A photo of METHOD's team around a table with Mental Health First Aider course workbooks during a training session.

Mental Health First Aid

Event organisers are conditioned to solve problems. It’s part and parcel for the job: you put together a plan and try to cover for every eventuality, and then you think on your feet to find solutions if problems arise at the eleventh hour.

Things get tricky, though, when you come up against an issue which can’t be solved in this way. Our industry has not been, historically, the most accommodating when it comes to mental health, and this could be the reason why. Mental health issues are not a box that can be ticked, and they can’t be fixed in a rushed conversation five minutes before gates open. Addressing them requires a different set of skills: tact, empathy and resilience.

The Method team recently completed a Mental Health First Aid training course with Music Support, which drove home this point for us. As with physical first aid, Mental Health First Aid provides knowledge and skills for supporting someone who is developing a mental health issue or in a mental health crisis before professional help can be obtained. The live music industry is no stranger to long shifts, late hours, and working weekends. As employers, it is important that we are ready to support our staff (and each other!), even if it means having sometimes difficult conversations.

The course helped us develop our empathetic skills, and gave us tools to have conversations about mental health without being patronising, dismissive, or judgmental. It also taught us how to be frank and talk about mental health directly, while still being sensitive to the other person’s experiences. Sometimes, politely skirting around a difficult topic might feel like the most tactful approach, but it can often not be helpful at all.

Our Mental Health First Aid trainer Norman helped foster a casual and friendly atmosphere where everyone felt they could be vulnerable and ask questions. It was one of the most engaging training sessions we’ve ever taken, and we can’t recommend the work Music Support does highly enough.

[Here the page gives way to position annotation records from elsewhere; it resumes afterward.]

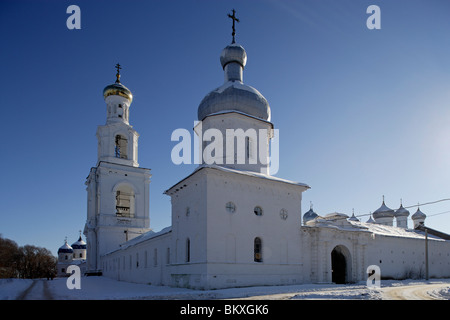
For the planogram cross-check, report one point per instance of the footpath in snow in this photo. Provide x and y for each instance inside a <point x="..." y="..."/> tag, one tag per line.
<point x="102" y="288"/>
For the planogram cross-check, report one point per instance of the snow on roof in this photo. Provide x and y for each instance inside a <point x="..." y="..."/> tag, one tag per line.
<point x="143" y="237"/>
<point x="242" y="172"/>
<point x="391" y="230"/>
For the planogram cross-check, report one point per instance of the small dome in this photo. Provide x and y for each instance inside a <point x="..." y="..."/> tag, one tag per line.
<point x="383" y="212"/>
<point x="233" y="53"/>
<point x="117" y="89"/>
<point x="65" y="248"/>
<point x="418" y="215"/>
<point x="80" y="244"/>
<point x="401" y="212"/>
<point x="309" y="215"/>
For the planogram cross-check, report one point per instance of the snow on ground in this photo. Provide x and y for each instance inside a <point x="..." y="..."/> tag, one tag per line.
<point x="102" y="288"/>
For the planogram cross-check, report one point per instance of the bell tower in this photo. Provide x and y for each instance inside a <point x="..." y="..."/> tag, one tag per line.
<point x="117" y="188"/>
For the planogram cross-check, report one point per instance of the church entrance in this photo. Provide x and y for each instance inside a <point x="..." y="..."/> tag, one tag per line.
<point x="340" y="265"/>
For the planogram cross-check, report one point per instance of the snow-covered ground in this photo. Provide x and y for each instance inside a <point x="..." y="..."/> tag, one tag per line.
<point x="102" y="288"/>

The world of live music and events is a high pressure one, and there will always be immovable deadlines that have to be met. But this should never come at the expense of the mental wellbeing of those who work within it. Our events should all have enough resilience built into them that if a key member of the team is experiencing a mental health crisis, the event doesn’t fall apart without them. Information should be documented carefully and spread across teams, so that critical knowledge is not just inside the mind of one person.